Eski medeniyetlerde de güzellik anlayışı bugünkünden çok farklı değilmiş. Ruhun aynası gözler her daim belirginleştirilmiş, dudaklar her zaman ya pembe ya da kırmızıymış.

• Mısırlılar güzellik anlayışlarını kadın ve erkek bedenlerini süsleme, kozmetikle ifade etmişler. Düşünün Nefertiti ismi dahi ‘dikkat çekici insan ya da nesne’ anlamına gelen ‘nefer’ kökünden türetilmiş. Mısır uygarlıklarından kalan papirüslerde özgürlük, erotizm dikkat çekiyor. 4 bin yıl boyunca kokular, kozmetik, merhemler ve müziği güzellikten ilham alan duyguları tahrik etmek için kullanmışlar.
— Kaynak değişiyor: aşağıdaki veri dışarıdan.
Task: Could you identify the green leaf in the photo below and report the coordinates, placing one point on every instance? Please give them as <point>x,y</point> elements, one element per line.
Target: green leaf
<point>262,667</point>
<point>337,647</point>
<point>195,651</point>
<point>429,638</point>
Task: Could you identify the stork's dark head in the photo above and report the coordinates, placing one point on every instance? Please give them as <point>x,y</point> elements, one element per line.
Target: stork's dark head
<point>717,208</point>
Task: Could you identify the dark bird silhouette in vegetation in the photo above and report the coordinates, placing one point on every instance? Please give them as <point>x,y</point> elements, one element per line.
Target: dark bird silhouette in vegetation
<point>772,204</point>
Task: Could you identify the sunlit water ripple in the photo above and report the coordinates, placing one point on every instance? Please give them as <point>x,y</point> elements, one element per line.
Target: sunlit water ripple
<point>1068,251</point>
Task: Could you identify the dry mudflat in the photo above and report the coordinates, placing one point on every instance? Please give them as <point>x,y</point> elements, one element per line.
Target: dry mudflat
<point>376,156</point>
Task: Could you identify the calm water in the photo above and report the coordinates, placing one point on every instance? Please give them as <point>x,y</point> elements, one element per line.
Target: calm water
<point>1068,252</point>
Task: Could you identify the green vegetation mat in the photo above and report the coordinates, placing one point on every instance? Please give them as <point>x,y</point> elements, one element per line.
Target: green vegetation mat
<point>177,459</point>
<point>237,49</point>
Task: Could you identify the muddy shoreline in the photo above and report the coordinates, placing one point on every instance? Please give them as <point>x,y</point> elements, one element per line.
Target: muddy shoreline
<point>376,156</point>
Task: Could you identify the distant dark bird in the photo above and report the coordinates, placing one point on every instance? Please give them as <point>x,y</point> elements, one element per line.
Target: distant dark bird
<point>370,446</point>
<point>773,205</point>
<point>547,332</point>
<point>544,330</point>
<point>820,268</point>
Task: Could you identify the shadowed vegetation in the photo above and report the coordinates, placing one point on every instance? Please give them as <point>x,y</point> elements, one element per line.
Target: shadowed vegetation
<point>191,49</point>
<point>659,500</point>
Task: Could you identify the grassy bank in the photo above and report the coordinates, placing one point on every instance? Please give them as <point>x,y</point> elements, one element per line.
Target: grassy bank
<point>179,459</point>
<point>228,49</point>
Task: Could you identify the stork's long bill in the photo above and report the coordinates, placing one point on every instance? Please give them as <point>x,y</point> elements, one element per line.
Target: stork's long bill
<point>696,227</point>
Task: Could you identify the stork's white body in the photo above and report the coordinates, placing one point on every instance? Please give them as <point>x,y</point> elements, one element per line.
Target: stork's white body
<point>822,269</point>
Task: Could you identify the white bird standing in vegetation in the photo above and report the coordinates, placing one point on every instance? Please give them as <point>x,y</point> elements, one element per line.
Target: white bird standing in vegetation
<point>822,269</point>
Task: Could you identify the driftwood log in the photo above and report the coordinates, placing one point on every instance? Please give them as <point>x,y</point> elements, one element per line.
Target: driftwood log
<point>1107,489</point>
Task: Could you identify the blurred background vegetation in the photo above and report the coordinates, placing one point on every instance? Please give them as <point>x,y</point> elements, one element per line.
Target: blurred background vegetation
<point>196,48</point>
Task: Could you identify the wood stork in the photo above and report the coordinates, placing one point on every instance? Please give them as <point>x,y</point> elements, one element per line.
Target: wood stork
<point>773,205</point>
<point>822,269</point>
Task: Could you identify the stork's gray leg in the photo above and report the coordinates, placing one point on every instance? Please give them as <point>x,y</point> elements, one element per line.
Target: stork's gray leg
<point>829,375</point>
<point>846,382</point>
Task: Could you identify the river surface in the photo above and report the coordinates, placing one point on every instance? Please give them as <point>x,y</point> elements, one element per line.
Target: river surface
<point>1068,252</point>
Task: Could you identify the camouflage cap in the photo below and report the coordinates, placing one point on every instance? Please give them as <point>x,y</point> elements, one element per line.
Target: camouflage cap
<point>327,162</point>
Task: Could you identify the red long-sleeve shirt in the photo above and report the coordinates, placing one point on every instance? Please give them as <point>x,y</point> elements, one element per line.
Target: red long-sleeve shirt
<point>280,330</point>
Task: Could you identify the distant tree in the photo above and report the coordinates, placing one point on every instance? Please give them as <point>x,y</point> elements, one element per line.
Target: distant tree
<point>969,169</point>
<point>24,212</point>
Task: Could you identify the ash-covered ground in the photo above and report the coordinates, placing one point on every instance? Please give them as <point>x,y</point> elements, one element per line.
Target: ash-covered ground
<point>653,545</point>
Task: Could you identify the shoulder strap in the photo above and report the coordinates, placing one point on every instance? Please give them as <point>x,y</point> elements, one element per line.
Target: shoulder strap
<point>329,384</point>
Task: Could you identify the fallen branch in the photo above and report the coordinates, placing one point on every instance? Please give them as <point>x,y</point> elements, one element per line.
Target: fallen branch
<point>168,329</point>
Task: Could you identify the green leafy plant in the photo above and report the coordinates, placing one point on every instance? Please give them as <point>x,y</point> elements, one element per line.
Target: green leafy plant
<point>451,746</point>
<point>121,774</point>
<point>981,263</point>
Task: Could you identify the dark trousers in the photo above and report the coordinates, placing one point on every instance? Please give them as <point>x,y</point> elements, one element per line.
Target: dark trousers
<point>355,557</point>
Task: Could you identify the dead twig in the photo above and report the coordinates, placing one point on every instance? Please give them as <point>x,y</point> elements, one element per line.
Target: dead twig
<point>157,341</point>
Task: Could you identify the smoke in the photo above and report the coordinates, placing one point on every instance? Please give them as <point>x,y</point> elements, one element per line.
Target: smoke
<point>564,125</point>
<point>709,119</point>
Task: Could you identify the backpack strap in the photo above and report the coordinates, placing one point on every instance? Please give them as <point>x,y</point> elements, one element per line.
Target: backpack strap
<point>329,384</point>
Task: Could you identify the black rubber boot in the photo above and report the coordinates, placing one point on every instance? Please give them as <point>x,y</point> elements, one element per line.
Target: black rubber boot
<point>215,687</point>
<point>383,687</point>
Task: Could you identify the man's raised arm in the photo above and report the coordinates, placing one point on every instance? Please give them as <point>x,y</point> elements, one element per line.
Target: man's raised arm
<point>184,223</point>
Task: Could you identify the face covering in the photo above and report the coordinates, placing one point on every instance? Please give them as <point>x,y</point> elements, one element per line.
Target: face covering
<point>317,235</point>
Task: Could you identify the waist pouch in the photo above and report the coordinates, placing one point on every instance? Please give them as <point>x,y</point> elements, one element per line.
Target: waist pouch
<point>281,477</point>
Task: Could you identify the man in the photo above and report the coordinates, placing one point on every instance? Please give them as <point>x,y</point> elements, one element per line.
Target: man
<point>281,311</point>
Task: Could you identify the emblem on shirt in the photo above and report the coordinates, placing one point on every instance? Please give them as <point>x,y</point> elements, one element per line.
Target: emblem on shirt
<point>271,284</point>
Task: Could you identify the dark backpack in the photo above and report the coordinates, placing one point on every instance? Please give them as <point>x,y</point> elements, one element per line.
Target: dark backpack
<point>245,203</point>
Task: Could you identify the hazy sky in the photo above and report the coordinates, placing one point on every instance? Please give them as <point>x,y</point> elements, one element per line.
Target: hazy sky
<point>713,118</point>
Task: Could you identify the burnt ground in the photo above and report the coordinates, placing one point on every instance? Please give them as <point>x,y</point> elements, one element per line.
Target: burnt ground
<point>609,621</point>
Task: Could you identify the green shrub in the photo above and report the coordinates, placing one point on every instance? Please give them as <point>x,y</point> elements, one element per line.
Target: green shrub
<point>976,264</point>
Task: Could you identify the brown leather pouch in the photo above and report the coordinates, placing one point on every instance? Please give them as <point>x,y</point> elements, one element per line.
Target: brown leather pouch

• Göz kalemini bulan Mısır uygarlığı, tanrılarına bunu sunarken, “Sana yeşil ve siyah göz kalemini getirdim, senin gözlerin de güneş gibi parlasın diye” demişler. İlk olarak gözlerini hastalıklardan korumak için kullandıkları göz kalemleri zamanla günümüz makyajnı andıracak biçimde göz altına çekilerek kullanılmış.

• Papirüslerden birinde kendisini terkeden sevgilisine hitaben genç bir kız, “Artık ne gözlerime kalem çekiyorum ne de koku sürüyorum” yazmış. Eski Mısır’da aynalar, saç tokaları ve tarakları günlük hayatın değişmez ortak noktası objelerindendi.